Dear Sudo folk -
In anticipation of the Oakland Wiki Edit-a-thon this Sunday --
12-1p: Brown Couch Cafe noontime meet-n-greet
1-5p: Oakland History Room, 2nd floor of Oakland Public Library (main branch)
--
eddan.com is pleased to announce the first meeting of the Goldrush Operations Research
Pod (GORP), which will take place immediately following the aforementioned event.
After the Edit-a-Thon wraps up, those interested in taking part in the exploratory
committee to establish GORP will all head on over to Lake Chalet for food, drink, and a
great view of Lake Merritt (
http://www.thelakechalet.com/), which is about half a block
from the Oakland Library.
As one possible branch of research focus, I'd like to propose seeking historical
evidence of the extent of violence in those early Wild West days of the California
Goldrush. If you were to base your knowledge of what it was like then entirely on movies
and TV shows, you'd likely conclude that it was a very violent place. You'd think
that everyone always felt in danger of being robbed or bullied, that justice was meted out
instantaneously by shoot-out, and it would seem like there couldn't have been much
time left over for gold mining.
Turns out that this period was relatively peaceful, especially during the first year
before the hoards came from all over the world. When you think about it, the cost to the
miners of forming agreements could not have been so high that it was more economical to
compete through fighting than to collaborate and divvy up the spoils. John R. Umbeck, in A
Theory of Property Rights: With Application to the California Gold Rush (1981), works
through the choices that these gold-miners had in entering into a contract with one
another rather than resorting to the use of violence.
He breaks down this process of contract formation into 3 closely related, yet logically
distinct choices:
Individuals must decide whether or not they want to enter into a contract with others.
If they decide to form some contractual arrangement, the next decision is what rights or
constraints they will place on resource use.
Finally, they must agree on how these rights will be distributed or which individuals will
be allowed the rights to use and derive income from the resources.
He argues that you can actually come to an equilibrium of relative peace when most of
everyone's efforts go into productively mining for gold through the prudent
administration of property rights. In order to maximize the chance of these optimal
conditions, the total amount of mining land would, he concludes, best be divided evenly
among competing miners. This is basically the theoretical model supporting the evidence of
sharing contracts in the historical analysis of early gold miner agreements.
From a wealth-maximizing reasonable person point of view, he suggests that all exclusive
rights are ultimately based on the threat or the use of violence. I think there's
something sadly true about that. Whenever a group of individuals agrees to some system by
which exclusive rights to scarce resources will be rationed, they are implicitly agreeing
not to use violence. Even when one excludes the use of weapons, the contract must provide
for the use of violence in order to punish any member who does not follow the rules; and
it must maintain the rights of members against attacks from non-members.

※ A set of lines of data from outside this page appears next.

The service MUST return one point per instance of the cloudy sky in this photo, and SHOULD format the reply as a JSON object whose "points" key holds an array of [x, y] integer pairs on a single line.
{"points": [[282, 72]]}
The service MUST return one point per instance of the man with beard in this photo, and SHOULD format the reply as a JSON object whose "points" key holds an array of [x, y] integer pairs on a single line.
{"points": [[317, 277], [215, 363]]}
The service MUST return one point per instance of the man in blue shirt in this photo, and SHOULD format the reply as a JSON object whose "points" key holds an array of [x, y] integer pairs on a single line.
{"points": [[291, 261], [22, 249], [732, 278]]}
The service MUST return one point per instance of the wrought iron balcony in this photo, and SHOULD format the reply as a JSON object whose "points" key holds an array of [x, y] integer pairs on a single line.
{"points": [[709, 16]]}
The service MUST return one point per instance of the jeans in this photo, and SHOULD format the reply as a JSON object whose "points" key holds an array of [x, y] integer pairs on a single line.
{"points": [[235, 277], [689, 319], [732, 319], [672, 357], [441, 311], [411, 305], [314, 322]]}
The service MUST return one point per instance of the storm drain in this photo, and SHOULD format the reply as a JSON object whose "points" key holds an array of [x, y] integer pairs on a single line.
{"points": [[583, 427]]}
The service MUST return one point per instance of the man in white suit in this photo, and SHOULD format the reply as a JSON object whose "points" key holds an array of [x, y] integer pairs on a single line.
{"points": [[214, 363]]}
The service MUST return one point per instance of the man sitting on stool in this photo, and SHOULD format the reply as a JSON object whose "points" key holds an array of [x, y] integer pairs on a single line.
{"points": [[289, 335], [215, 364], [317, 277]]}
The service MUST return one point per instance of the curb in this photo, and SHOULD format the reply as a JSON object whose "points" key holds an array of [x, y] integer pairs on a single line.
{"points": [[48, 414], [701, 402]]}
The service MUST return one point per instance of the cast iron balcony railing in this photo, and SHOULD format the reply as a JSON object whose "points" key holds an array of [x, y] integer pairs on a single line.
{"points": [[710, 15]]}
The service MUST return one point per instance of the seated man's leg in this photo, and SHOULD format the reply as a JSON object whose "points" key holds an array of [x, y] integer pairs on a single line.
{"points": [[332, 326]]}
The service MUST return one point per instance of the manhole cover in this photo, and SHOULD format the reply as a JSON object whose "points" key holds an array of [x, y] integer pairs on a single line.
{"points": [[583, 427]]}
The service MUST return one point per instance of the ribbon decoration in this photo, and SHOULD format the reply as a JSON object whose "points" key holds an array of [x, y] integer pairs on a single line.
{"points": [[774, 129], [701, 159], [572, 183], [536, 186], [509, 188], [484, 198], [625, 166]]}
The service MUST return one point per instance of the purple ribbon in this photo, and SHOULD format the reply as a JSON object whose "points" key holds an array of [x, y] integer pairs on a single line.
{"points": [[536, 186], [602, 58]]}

If the group is not willing or able to use violence in either of these two situations,
their property rights over resources will be lost to those who are. To clarify - by
violence, Umbeck means the labor time allocated to the use of physical force against
another miner. So this isn't just about gun fighting and theft, but rather also
includes such activity as building walls for protection or even making threats to allocate
labor to these uses.
For those graphically inclined, the diagram below from his chapter on Violence and
Property Rights Contracts might make more sense. Miners X and Y are each willing to
allocate AQ/BA labor to exclude other miners from a marginal unit of land. Miner Z, with
no land, is willing to use DO/O labor to exclude X or Y from the unit of land.
The horizontal axis measures the ratio of land to labor as inputs in the mining process.
The vertical axis measures the marginal product of land (∂G/∂h) and labor (∂G/∂L).
Ignoring any work-leisure tradeoffs, this individual has a fixed amount of labor (L) that
he is willing to allocate to mining in this time period. Suppose ∂G/∂h = AC = 10 gold
units; ∂G/∂L = AB - 1 unit.
An extra unit of land would increase the miner's wealth by 10 units of gold, while the
extra labor unit would increase it by only 1. He would be willing to allocate up to 10
labor units to violence if it would get him an additional unit of land. Equilibrium will
only be reached when X, Y, and Z all have the same land/labor ratio, OP. Here, they are
each willing to allocate PT/PS labor to violence, so any additional conflict will result
in a draw. With OP land and L labor, each miner will be producing ODTP units of gold.